Broccoli is a superior, nutrient dense cruciferous vegetable. These little trees are a good source of protein, vitamin E (alpha tocopherol), thiamin, riboflavin, pantothenic acid, calcium, iron, magnesium, phosphorus and selenium. Broccoli also has a ton of dietary fiber, vitamin A, C, K, and B6; also present in this veggie is the important nutrient folate, potassium and manganese.

17. Strawberries

When these heart shaped fruits were measured for total antioxidant based on common serving sizes, these berries ranked third among all U.S. foods including spices, seasonings, fruits, and vegetables. Strawberry support and prevent against cardiovascular disease,  improve regulation of blood sugar and decrease the risk of type 2 diabetes, and they prevent against certain cancer types including breast, cervical, colon, and esophageal cancer.

18. Plums

Plums and their dried counterparts the humble prune, increases absorption of iron in the body.

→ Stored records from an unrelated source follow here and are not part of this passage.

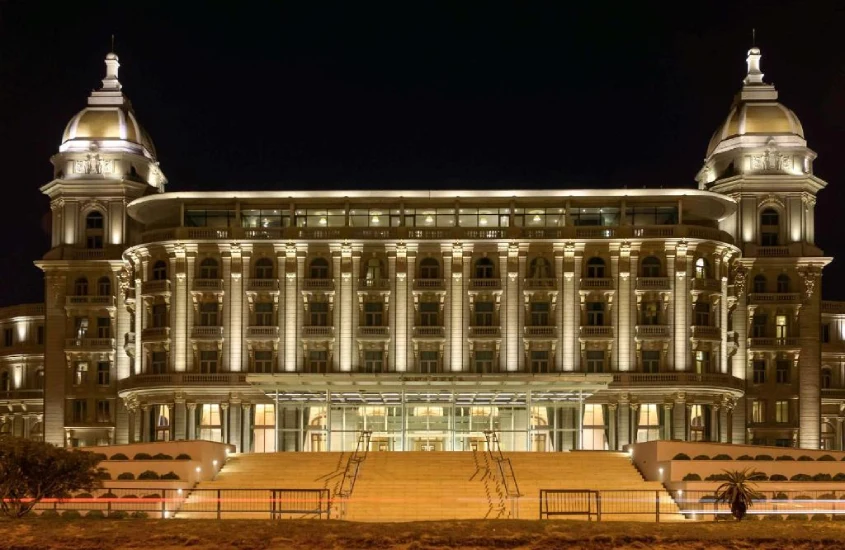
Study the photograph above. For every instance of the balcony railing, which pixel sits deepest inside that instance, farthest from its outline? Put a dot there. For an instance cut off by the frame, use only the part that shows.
(773, 342)
(706, 284)
(674, 380)
(89, 301)
(485, 332)
(265, 285)
(317, 332)
(596, 332)
(429, 332)
(540, 284)
(322, 285)
(429, 284)
(706, 333)
(373, 284)
(262, 333)
(541, 332)
(155, 334)
(653, 283)
(485, 284)
(596, 283)
(208, 285)
(90, 343)
(646, 332)
(161, 286)
(182, 379)
(373, 332)
(207, 333)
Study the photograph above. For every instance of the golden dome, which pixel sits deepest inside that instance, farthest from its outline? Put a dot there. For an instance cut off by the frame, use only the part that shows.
(767, 118)
(107, 123)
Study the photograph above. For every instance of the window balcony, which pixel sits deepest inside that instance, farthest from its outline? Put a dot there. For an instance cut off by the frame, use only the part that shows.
(150, 288)
(314, 332)
(596, 332)
(429, 333)
(653, 283)
(700, 332)
(208, 285)
(262, 333)
(262, 285)
(596, 283)
(652, 332)
(89, 344)
(207, 333)
(485, 333)
(373, 333)
(155, 334)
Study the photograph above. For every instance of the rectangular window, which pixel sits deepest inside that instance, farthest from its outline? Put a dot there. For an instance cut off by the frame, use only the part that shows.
(103, 373)
(103, 411)
(651, 361)
(158, 363)
(782, 368)
(319, 314)
(373, 314)
(264, 314)
(782, 411)
(595, 361)
(758, 411)
(208, 362)
(263, 362)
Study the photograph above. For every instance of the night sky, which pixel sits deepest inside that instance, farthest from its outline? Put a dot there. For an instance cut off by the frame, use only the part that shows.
(404, 95)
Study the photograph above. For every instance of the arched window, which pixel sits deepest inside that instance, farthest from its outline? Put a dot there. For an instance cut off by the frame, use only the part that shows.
(209, 269)
(651, 267)
(319, 268)
(94, 224)
(104, 287)
(759, 284)
(702, 269)
(769, 227)
(160, 270)
(80, 287)
(595, 268)
(429, 269)
(783, 283)
(264, 268)
(540, 268)
(484, 268)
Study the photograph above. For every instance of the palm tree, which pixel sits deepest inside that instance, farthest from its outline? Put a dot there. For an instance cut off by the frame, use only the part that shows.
(737, 491)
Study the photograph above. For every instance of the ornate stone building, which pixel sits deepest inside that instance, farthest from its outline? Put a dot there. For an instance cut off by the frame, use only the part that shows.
(559, 319)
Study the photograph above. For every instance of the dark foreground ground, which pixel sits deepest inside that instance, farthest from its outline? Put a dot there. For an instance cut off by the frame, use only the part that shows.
(225, 535)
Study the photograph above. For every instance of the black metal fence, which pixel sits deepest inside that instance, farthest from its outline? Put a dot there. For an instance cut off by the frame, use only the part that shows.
(196, 503)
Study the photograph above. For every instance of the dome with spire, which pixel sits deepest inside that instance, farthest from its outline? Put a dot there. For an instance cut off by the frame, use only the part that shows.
(108, 122)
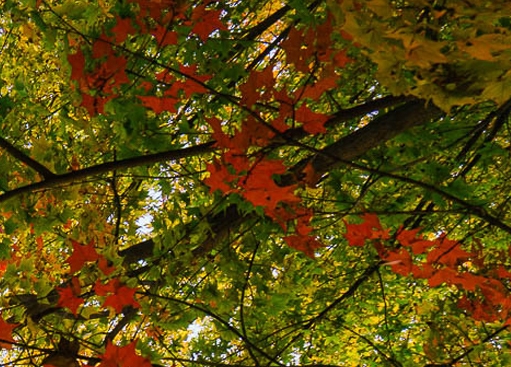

This ability of plum and prune to make iron more available may be related to the vitamin C content of  this fruit which is comparably high as far as fruits go.

19. Raspberries

 Recent research (in its early stages, mind you) has shown the potential raspberries possess to improve management of obesity and fatty liver syndrome because of their phytonutrients, especially rheosmin (also called raspberry ketone).Raspberries are nutrient dense, containing vitamin C, manganese, fiber, copper, vitamin K, pantothenic acid, biotin, vitamin E, manganese, folate, omega-3 fats, and potassium.

20. Blueberries

 They are rich in antioxidants and they benefit the nervous system, possibly improving brain health and overall memory.

21. Onions

 To get the most flavonoids out of this bulbous vegetable, do not over peel it ― the flavonoids tend to be more concentrated in the outer layers of its flesh. For example, a red onion can lose about 20% of its quercetin and almost 75% of its anthocyanins if it is “overpeeled.”

22. Oranges

 Oranges have a wide range of phytonutrients, including: citrus flavanones (types of flavonoids that include the molecules hesperetin and naringenin), anthocyanins, hydroxycinnamic acids, and a variety of polyphenols. In conjunction with its high vitamin C content, the common orange is a good fruit to include in your everyday diet.

23. Flax seeds

 Flaxseeds are very rich in omega-3 fatty acids, and its primary acid is alpha-linolenic acid, or ALA. Flax seeds also contain lignans which are fiber-like compounds that provide antioxidant protection due to their structure as polyphenols. ALA and lignans may be helpful for heart disease, inflammatory bowel disease, arthritis, and other health problems.

24. Cherries

Some flavonoids and compounds that these cute red berries possess include queritrin (a potent anticancer agent), ellagic acid (a naturally occurring plant phenolic known as an anti-carcinogenic/anti-mutagenic compound), and perillyl alcohol or POH (a compound that reduces the occurrence of all types of cancer).
Consuming nutrient dense foods daily can greatly aid in maintaining or improving your overall health and well-being, so make it a priority!